Delmenhorst (epd). Der Einsatz von Telemedizin zur Entlastung von Hausärzten im Bereitschaftsdienst hat sich laut einer Bilanz zur Halbzeit eines Modellprojektes im niedersächsischen Umland von Bremen bewährt. Es gebe in der Bevölkerung nur positive Reaktionen, sagte am Freitag Helmut Scherbeitz von der Kassenärztlichen Vereinigung in der Region. Wenn in der Projektregion um Delmenhorst, Ganderkesee und Lemwerder ein Patient an Wochenenden beim hausärztlichen Notdienst Hilfe anfordert, fährt bei Bedarf kein Arzt, sondern ein Notfallsanitäter oder ein Krankenpfleger los, der durch Telemedizin unterstützt wird.

Das Projekt startete Anfang Juli 2018. Seither sei kein Hausarzt mehr eingesetzt worden, sagte Scherbeitz. Die Zahl der Hausärzte ist bundesweit rückläufig. Rund ein Drittel sei mittlerweile über 60 Jahre alt, hieß es. Besonders in ländlichen Bereichen wie der Modellregion drohen Versorgungsengpässe im Bereitschaftsdienst. Dies kann unter Umständen zu einer zusätzlichen Belastung des Rettungsdienstes und der Notfallambulanzen der Krankenhäuser führen. Um dem zu begegnen, wurde das Modellprojekt zur Telemedizin als Unterstützung im Bereitschaftsdienst gestartet.

Bis Ende Juni des laufenden Jahres hat es nach Angaben von Projektleiter und Oberarzt Daniel Overheu 273 Einsätze gegeben. Davon liefen 58 Prozent in Kombination mit Telemedizin, die über Mobilfunk abgewickelt wird.
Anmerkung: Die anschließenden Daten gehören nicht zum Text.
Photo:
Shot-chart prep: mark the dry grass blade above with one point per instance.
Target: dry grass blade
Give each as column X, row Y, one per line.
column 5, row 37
Zuvor werden von Freitagabend bis Montagmorgen Hilferufe von Patienten an eine Leitstelle im Klinikum Oldenburg weitergeleitet, wo ein Notarzt am Telefon Bagatellfälle aussortiert. Wenn es nötig ist, wird ein Notfallsanitäter oder ein Krankenpfleger der Johanniter-Unfallhilfe losgeschickt.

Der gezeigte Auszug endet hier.